Ariel menambahkan sebelumnya sudah ada 76 pengacara siap membela Gendo, nah sekarang menjadi 176. Itu artinya Gendo dipersepsikan orang baik yang mendapat simpati publkc sebagai orang yang dipercaya karena itu kita harus lindungi Gendo. “Apalagi yang melapor salah satunya bernama I Kadek Agus Ekanata, SE Ketua DPD Pospera Bali yang juga Direktur SDM PT. TWBI, perusahaan yang akan mereklamasi teluk Benoa seluas 700 hektar. Kriminalisasi ini jelas bermaksud menghentikan langkah Gendo untuk berjuang menolak reklamasi Teluk Benoa,” ujar Ariel.
Upaya kriminalisasi oleh Pospera terhadap Gendo menurut Benhard Nababan adalah cara kotor untuk mengadu domba rakyat dengan isu SARA menggunakan produk hukum anti demokrasi. “Kriminalisasi adalah cara kotor Pospera untuk mengadu domba rakyat dengan isu SARA dengan menggunakan pasal-pasal antidemokrasi.

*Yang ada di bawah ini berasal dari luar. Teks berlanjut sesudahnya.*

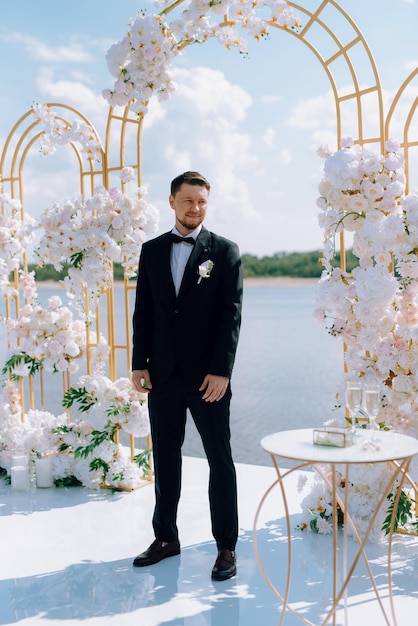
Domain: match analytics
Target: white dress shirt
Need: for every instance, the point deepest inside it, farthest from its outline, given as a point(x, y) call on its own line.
point(180, 253)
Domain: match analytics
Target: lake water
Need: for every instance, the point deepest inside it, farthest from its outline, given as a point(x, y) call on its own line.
point(286, 372)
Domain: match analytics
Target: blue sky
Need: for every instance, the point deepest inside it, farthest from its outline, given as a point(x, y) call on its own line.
point(252, 126)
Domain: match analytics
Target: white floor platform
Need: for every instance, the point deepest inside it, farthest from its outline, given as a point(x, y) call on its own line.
point(66, 557)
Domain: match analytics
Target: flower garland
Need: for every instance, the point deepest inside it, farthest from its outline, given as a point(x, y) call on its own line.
point(373, 308)
point(15, 236)
point(89, 236)
point(142, 60)
point(58, 132)
point(48, 338)
point(83, 451)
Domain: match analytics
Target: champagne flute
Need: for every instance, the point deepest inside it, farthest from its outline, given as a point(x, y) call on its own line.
point(371, 405)
point(353, 399)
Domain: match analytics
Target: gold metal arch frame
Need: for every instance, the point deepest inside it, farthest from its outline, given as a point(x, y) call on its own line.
point(342, 51)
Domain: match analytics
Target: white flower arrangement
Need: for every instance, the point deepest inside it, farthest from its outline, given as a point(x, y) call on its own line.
point(48, 338)
point(84, 449)
point(58, 132)
point(205, 269)
point(108, 227)
point(373, 308)
point(141, 62)
point(88, 444)
point(15, 236)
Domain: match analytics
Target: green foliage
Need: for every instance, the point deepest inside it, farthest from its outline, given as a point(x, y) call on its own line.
point(405, 513)
point(84, 398)
point(293, 264)
point(17, 359)
point(142, 460)
point(97, 438)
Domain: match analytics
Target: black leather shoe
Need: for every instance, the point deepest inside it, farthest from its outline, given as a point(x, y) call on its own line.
point(225, 565)
point(156, 553)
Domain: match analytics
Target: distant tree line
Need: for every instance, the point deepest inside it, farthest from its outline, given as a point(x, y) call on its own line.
point(295, 264)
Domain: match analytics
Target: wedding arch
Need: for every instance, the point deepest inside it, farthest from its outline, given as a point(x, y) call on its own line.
point(110, 222)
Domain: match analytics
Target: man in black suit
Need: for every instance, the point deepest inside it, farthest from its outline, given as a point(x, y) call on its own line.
point(185, 332)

Mereka menginginkan gerakan rakyat lemah dengan adanya kriminalisasi tersebut. Mengadu domba rakyat dan membungkam gerakan tolak reklamasi teluk benoa dengan cara mengkriminalisasi menodai cita-cita aktivis 98,” ujar pengacara Perhimpunan Bantuan Hukum dan Hak Asasi Manusia Indonesia (PBHI) Nasional.
“Pelaporan terhadap Gendo menggunakan isu SARA adalah upaya penggiringan dari isu penolakan reklamasi Teluk Benoa menjadi isu SARA. Mereka sangat menginginkan reklamasi Teluk Benoa lolos,” tambahnya.

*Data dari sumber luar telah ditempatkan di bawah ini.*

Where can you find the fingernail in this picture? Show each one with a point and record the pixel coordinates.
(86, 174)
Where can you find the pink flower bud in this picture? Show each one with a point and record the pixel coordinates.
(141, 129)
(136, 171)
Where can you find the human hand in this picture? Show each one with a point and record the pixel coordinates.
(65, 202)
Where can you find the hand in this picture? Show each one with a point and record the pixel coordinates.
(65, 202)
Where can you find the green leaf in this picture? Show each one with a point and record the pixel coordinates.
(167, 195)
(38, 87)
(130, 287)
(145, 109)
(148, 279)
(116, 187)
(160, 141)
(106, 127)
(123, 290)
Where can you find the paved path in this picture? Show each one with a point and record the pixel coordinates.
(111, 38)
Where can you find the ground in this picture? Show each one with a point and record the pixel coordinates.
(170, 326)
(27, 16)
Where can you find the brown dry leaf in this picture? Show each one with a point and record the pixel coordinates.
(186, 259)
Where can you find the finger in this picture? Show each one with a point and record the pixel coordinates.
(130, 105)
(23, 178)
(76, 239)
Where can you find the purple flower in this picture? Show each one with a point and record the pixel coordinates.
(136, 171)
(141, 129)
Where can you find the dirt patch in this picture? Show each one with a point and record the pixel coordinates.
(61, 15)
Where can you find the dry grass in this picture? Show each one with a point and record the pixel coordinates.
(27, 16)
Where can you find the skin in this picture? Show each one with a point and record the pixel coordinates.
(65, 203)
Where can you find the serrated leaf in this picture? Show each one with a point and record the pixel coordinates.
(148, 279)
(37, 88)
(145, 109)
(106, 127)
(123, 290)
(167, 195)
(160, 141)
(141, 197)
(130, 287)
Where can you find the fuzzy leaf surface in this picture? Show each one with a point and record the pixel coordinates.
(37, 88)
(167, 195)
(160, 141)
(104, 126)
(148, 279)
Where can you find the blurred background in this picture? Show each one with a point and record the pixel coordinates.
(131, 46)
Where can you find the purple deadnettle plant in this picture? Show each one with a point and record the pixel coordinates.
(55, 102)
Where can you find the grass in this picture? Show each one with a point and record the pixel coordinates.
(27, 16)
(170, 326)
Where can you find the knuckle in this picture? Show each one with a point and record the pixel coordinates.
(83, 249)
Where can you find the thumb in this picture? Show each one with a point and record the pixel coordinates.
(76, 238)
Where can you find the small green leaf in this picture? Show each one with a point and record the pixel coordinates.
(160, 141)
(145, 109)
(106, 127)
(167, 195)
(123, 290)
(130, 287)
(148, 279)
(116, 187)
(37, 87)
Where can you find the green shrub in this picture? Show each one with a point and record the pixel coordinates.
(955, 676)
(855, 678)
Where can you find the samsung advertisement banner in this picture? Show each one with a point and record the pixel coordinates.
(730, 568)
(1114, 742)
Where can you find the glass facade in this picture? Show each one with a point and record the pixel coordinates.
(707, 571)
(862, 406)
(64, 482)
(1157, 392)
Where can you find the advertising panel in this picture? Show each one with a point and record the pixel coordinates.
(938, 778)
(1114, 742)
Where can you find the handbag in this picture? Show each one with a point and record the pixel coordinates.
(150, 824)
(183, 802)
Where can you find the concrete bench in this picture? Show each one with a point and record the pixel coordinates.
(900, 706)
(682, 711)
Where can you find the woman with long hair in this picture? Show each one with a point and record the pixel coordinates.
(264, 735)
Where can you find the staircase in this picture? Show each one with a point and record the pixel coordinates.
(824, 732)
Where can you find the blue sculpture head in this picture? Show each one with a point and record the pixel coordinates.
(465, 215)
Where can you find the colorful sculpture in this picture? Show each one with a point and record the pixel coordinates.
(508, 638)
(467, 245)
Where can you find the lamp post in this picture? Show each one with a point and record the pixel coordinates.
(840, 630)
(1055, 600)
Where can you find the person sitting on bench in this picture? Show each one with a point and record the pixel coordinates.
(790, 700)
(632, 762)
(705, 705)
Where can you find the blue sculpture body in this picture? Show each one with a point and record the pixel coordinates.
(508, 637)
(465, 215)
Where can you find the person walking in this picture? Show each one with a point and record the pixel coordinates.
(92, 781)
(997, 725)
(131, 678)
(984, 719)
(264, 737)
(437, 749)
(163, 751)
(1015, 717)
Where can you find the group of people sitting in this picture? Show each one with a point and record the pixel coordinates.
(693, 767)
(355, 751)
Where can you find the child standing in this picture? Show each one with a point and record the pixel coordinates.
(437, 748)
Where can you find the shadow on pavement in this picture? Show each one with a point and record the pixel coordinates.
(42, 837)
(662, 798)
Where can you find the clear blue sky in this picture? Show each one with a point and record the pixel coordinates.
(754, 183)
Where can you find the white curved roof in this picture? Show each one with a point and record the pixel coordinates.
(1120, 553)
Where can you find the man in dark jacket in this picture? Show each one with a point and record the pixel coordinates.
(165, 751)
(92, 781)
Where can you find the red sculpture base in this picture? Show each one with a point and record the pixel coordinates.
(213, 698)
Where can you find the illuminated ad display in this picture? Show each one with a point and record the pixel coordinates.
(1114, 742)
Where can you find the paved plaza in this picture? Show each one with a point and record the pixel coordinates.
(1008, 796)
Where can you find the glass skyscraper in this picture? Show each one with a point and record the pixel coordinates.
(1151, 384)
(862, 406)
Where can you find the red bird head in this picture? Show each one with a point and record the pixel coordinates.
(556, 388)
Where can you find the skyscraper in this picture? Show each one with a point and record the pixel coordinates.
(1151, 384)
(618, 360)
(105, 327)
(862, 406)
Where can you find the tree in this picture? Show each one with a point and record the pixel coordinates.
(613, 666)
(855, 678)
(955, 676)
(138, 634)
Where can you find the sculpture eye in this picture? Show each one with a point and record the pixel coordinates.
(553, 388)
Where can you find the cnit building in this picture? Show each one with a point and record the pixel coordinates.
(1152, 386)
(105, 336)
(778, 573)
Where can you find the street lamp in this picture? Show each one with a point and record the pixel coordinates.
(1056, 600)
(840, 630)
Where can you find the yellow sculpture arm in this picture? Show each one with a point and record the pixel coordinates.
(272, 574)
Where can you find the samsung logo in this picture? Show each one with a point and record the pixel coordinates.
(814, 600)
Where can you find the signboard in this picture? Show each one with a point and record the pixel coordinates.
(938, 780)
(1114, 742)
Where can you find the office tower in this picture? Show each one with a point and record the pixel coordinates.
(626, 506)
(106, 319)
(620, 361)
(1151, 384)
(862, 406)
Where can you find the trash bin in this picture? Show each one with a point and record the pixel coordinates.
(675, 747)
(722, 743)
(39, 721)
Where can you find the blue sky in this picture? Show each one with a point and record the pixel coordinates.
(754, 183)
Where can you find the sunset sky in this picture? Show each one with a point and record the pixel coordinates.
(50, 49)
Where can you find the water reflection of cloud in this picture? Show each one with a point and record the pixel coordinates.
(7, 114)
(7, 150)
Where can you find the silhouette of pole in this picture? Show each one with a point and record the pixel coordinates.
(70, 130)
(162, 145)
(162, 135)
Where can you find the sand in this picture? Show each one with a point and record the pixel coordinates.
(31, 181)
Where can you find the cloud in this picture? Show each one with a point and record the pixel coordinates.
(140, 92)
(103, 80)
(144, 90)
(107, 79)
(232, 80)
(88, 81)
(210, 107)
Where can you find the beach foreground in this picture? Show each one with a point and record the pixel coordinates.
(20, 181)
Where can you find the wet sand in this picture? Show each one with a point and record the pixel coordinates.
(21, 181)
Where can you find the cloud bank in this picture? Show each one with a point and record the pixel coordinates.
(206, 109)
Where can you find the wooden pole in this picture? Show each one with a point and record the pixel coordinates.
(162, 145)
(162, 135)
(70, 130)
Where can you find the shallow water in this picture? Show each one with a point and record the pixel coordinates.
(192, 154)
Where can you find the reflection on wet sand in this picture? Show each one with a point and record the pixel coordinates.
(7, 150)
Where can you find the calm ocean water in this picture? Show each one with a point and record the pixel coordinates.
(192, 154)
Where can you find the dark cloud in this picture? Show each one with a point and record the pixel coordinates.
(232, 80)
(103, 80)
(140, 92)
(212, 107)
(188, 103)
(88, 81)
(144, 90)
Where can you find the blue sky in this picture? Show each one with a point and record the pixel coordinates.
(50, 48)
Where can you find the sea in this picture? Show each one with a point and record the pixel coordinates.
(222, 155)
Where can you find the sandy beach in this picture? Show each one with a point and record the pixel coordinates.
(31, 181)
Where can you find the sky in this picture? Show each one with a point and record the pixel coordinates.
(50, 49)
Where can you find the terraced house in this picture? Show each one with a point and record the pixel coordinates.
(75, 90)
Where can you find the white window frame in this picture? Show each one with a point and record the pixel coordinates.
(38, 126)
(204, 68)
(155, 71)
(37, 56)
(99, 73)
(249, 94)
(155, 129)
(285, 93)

Kriminalisasi terhadap Gendo, menurut Ridwan Darmawan, Koordinator Indonesian Human Rights Committee for Social Justice merupakan buntut dari aktivitas ForBALI yang lantang menyuarakan penolakan Reklamasi Teluk Benoa sejak 2013. Menurut Ridwan, Pospera adalah ormas yang menjadi bagian dari rencana reklamasi teluk benoa oleh PT TWBI, dan beberapa kali tercatat terjadi upaya pembelokan isu tolak reklamasi yang dilakukan oleh rakyat Bali.

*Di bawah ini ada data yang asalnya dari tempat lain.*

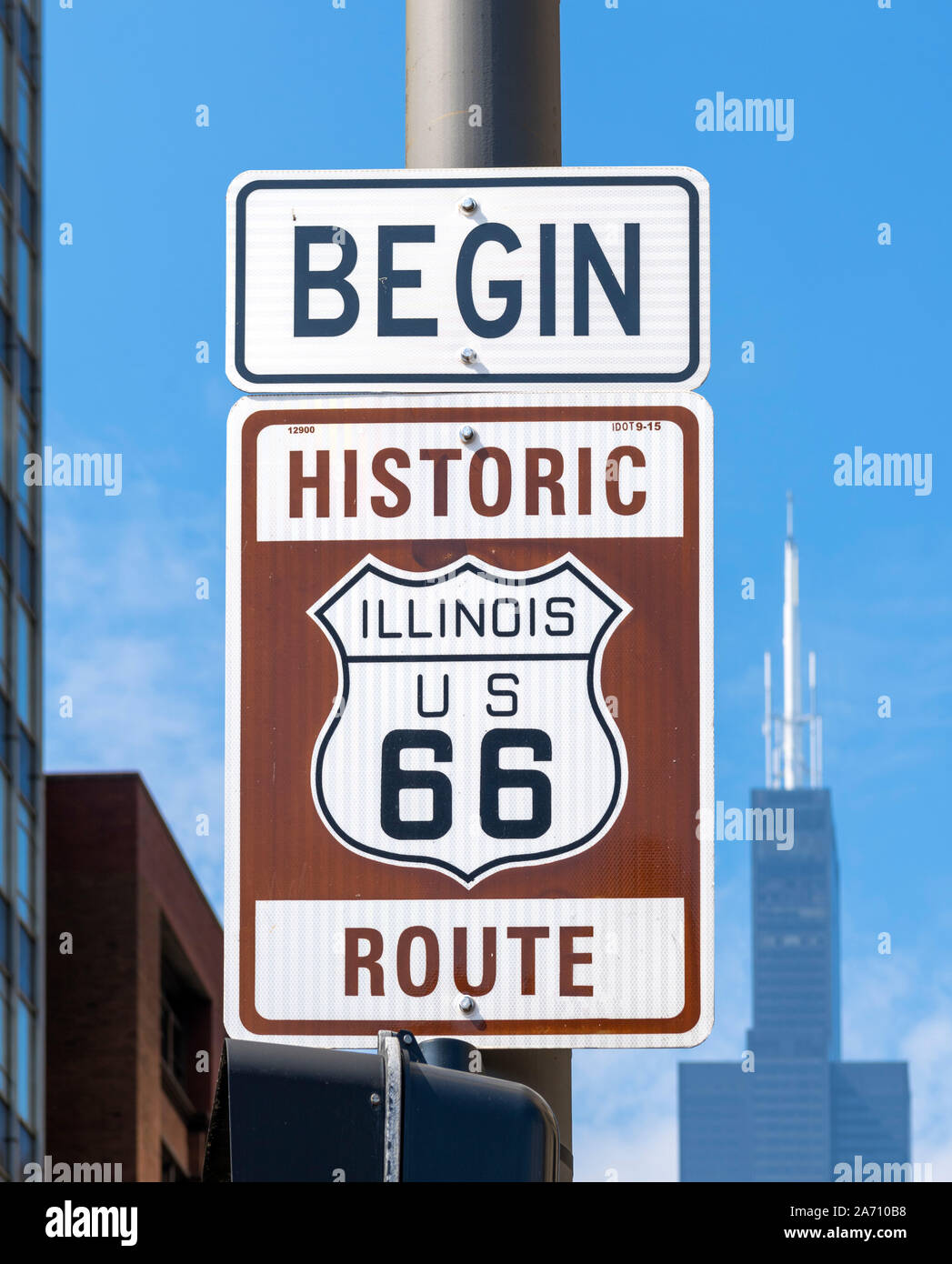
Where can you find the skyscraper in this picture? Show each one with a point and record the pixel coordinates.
(789, 1109)
(22, 862)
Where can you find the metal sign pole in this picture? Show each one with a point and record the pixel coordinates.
(485, 90)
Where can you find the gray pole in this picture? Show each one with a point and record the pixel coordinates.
(485, 90)
(483, 86)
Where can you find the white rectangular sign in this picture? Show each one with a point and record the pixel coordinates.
(421, 279)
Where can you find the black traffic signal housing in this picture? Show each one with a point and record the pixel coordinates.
(285, 1112)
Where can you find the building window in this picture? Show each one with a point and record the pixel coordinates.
(25, 1062)
(28, 767)
(3, 856)
(28, 43)
(28, 1146)
(28, 210)
(26, 965)
(25, 864)
(25, 667)
(28, 378)
(4, 1135)
(4, 1040)
(4, 243)
(4, 647)
(25, 119)
(25, 496)
(5, 340)
(171, 1172)
(25, 288)
(28, 570)
(5, 733)
(172, 1042)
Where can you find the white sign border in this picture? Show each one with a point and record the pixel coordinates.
(630, 398)
(464, 177)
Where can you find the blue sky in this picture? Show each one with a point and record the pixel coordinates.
(850, 337)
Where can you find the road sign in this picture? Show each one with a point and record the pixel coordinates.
(469, 718)
(475, 279)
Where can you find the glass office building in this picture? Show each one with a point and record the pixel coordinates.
(790, 1110)
(22, 862)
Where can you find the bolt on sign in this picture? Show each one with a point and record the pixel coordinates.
(469, 718)
(468, 279)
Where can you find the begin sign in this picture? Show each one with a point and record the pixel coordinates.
(468, 278)
(469, 719)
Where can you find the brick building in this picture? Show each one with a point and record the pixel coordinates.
(138, 998)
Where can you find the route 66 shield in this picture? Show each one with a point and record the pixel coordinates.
(469, 732)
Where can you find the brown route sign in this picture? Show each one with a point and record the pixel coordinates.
(469, 718)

Adian melalui Ormas Pospera-nya pernah suatu waktu mengatakan di Kampus Warmadewa Bali, bahwa izin reklamasi Teluk Benoa telah selesai. Pada pertengahan Februari 2016, saat Presiden Jokowi melakukan kunjungan ke Amerika Serikat. Sejumlah pegiat lingkungan menyambut Jokowi dengan membantangkan spanduk Tolak Reklamasi Teluk Benoa, Bali. Mereka menghalaunya dengan menyebarkan isu, bahwa aktivis penolak mendukung kelompok Lesbi, Gay, Biseksual dan Transgender (LGBT) dan pro pernikahan sejenis.
Gagal meladeni gerakan rakyat, Pospera justru menuding Gendo rasis. Dan pada saat menuding Gendo rasis orang Pospera menggunakan kampanye #BongkarDanaForBALI. “Rentetan cerita panjang tersebut menunjukkan bahwa Pospera menjadi kacung investor dan melawan kehendak rakyat untuk menolak reklamasi teluk benoa. Dan sudah terang, pelaporan Gendo oleh Pospera jelas merupakan kriminalisasi terhadap gerakan rakyat,” ujar Ridwan.
Undang-undang Informasi dan Transaksi Elektronik (UU OTE) telah menjadi momok dan sering kali diselewengkan untuk membungkam masyarakat yang kritis. Upaya rakyat memperjuangkan lingkungan dan untuk mempertahankan lingkungan sering kali dihadakan dengan kriminalisasi. “Para pelapor yang menggunanakan undang-undang ITE selalu adalah pihak yang memiliki kekuasaan, baik itu penguasa maupun pengusaha. Orang yang kritis selalu dilakukan kriminalisasi menggunakan undang-undang tersebut. Oleh karena itu, kriminalisasi terhadap Wayan Gendo Suardana harus dilawan karena itu adalah cara-cara kotor anti demokrasi,” ujar Asep Komarudin, pengacara dari LBH Pers.
TAK GENTAR dalam jumpa persnya juga menyatakan, 176 advokat yang tergabung akan terus bertambah mengingat kriminalisasi terhadap aktivis merupakan isu bersama yang harus disikapi secara serius karena mengancam kebebasan berekspresi di Indonesia.